By Emily Condie
In any industry where a platform (and therefore a degree of power) is distributed, it feels inevitable that at some point, someone in this position will abuse it. Although the idea of an artist you support – and oftentimes subconsciously put trust into – being capable of taking advantage of their success in a malicious way is alarming, it is not one that anyone should ever be completely closed off to. Particularly when a victim comes forward.
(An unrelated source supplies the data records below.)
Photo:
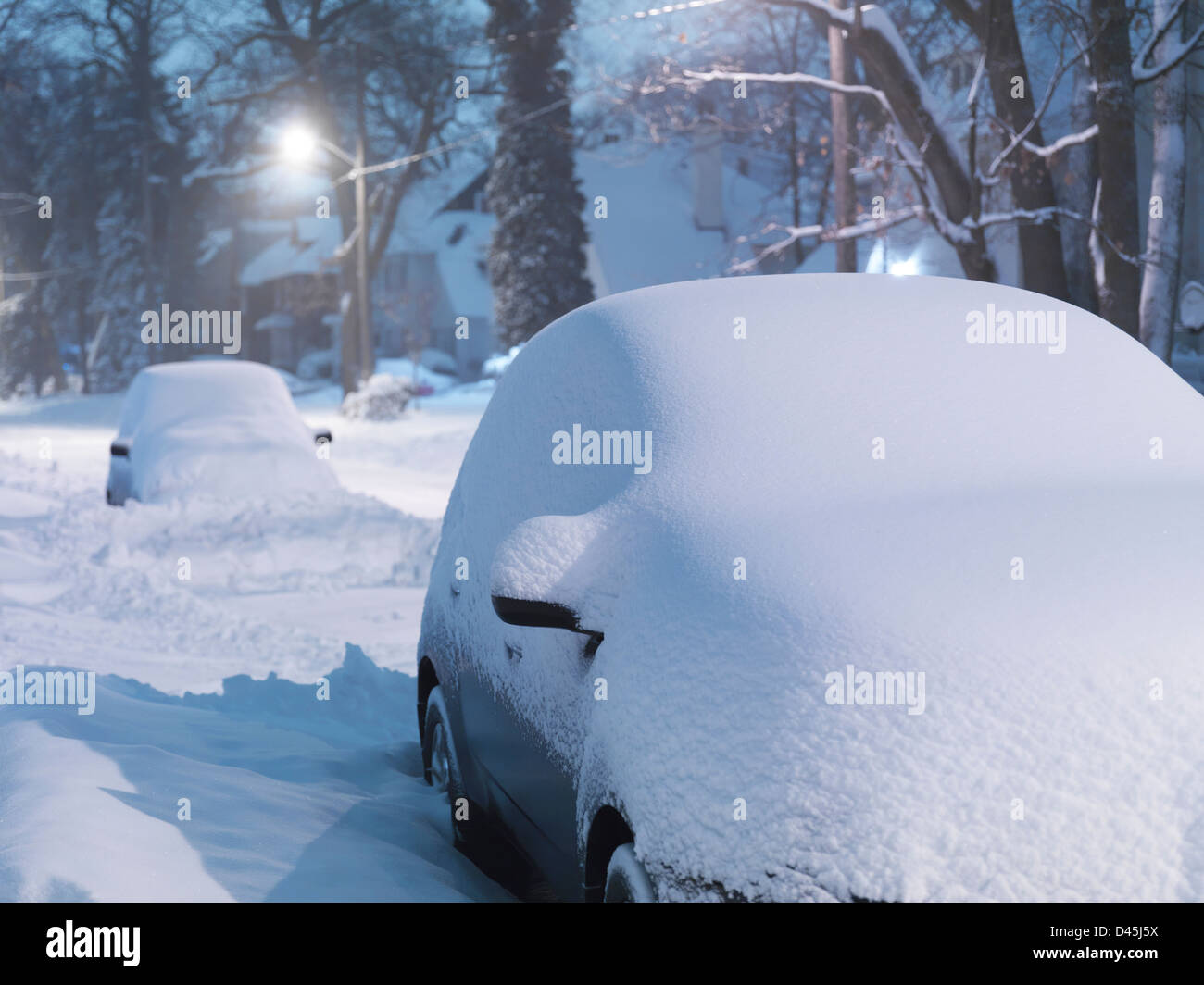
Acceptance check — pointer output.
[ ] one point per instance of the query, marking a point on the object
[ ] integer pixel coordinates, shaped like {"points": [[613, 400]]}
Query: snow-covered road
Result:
{"points": [[206, 685]]}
As a largely male dominated industry, sexual abuse, assault and harassment have always been endemic in the culture, and as a result of the continuous ‘turning a blind eye’, we see passivity in the face of these problems. Because of the 80s ‘groupie’ culture (wherein women would follow a band or artist around on tour, often hoping for a sexual relationship with them), and the glorification of the ‘rockstar’ type figure, the expectation that a lot of men in the industry will take advantage of their success and of women has become overly normalised. This shouldn’t be the case, and should never have been the case – so why are we only just talking about it now?
In any case, coming forward and speaking about sexual assault is a task that for a lot of women is terrifying for a number of reasons – one of the main being whether anybody will actually listen, and whether anything will be done. Unfortunately, this means that in England and Wales only 15% of those who experience sexual violence actually report it to the police, as well as a tiny 5.7% of reported rape cases ending in a conviction for the perpetrator. In this case, it’s obvious that when the abuser is somebody with a large platform or a lot of success, these fears and issues are only going to be heightened. Things such as the fanbase’s reaction, the accusations of defamation, even down to the power that the legal team and management hold and their ability to kill the accusations will all have a profound impact on the victim’s decision. This is completely wrong, rooted in sexism, and needs to change – something we as individuals can try our best to help with.
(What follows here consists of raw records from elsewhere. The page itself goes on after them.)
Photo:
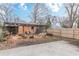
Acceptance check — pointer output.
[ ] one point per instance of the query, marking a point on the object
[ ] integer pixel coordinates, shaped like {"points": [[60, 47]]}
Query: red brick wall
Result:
{"points": [[23, 29]]}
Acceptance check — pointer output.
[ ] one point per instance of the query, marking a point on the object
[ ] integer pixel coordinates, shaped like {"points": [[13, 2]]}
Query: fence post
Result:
{"points": [[73, 33]]}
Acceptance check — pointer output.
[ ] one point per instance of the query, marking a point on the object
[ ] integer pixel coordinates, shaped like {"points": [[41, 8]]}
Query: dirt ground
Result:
{"points": [[57, 48]]}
This starts with giving women a voice, and listening when they tell their story. It’s already troubling how common sexual violence is in the music industry, and ignoring or dismissing accusations allows this behaviour to continue unquestioned. By calling out and stopping supporting predators and abusers, as well as encouraging and listening to victims, the music scene becomes safer for everyone, and women won’t feel so trapped and silenced.
Something extremely beneficial in this area was the founding of the #MeToo movement in 2006 by activist Tarana Burke. Burke’s aim was to empower survivors by providing a feeling of solidarity, as well as encouraging women to talk about their experiences in order to truly portray the extent of the problem, and the disturbingly high number of women who have gone through similar things to each other. Despite the success of the #MeToo movement and the attention it has received, it has only been in recent years that the music industry has had a breakthrough in recognising the problem rooted in its culture, with abusers such as R. Kelly and Ryan Adams finally facing consequences for their horrific actions. While this is naturally a good thing, there’s still a long way to go before the industry is safe for women: artists, fans and those behind the scenes.
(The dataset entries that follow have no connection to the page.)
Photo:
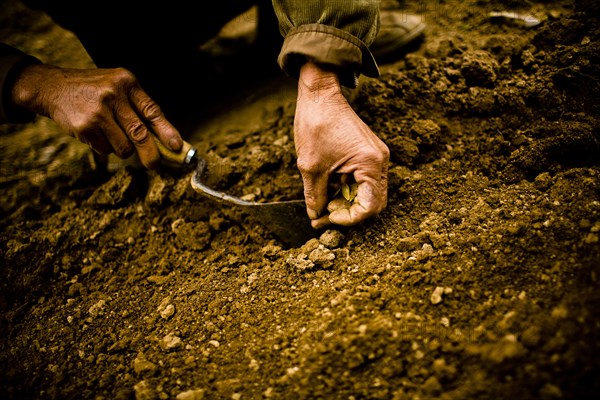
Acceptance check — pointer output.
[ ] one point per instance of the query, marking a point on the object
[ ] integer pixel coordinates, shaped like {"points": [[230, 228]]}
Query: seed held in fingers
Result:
{"points": [[349, 191], [338, 204]]}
Another surprising platform in the calling out of abusers is social media, particularly Twitter, where just last month The Regrettes’ Lydia Night talked about her experience with SWMRS drummer Joey Armstrong. Her accusations detailed the feeling that she was forced into activity she didn’t consent to, and the way Armstrong enforced secrecy in their relationship while she was underage. Something she also mentioned was the sheer volume of harassment she received from SWMRS fans, which she felt was encouraged by other band members – she wasn’t listened to properly until Wallows’ Dylan Minette stood in solidarity with her in a series of tweets, which forced SWMRS to acknowledge the situation. She shouldn’t have ever been shut down by people who don’t actually know anything about her position, but she was – should Armstrong have had no platform, or not been a member of SWMRS, would this have been different?
By being complicit in abuse, fans make it more and more difficult for victims to get justice. When you like a band and actively support them, you allow them to maintain the platform that they’ve created. When you accuse a woman of ‘clout chasing’, or having ‘no proof’ when they make an accusation, you shut them down, and allow the said band to continue to abuse their position of power. Collectively, as fans, we need to hold artists accountable for their actions and stand with victims – particularly in certain alternative genres which are completely dominated by men, and in which the age gap between teenage fans and the band members would allow the artists to completely take advantage of younger, naive girls. The music industry has never been, and isn’t innocent. Don’t stop talking about it.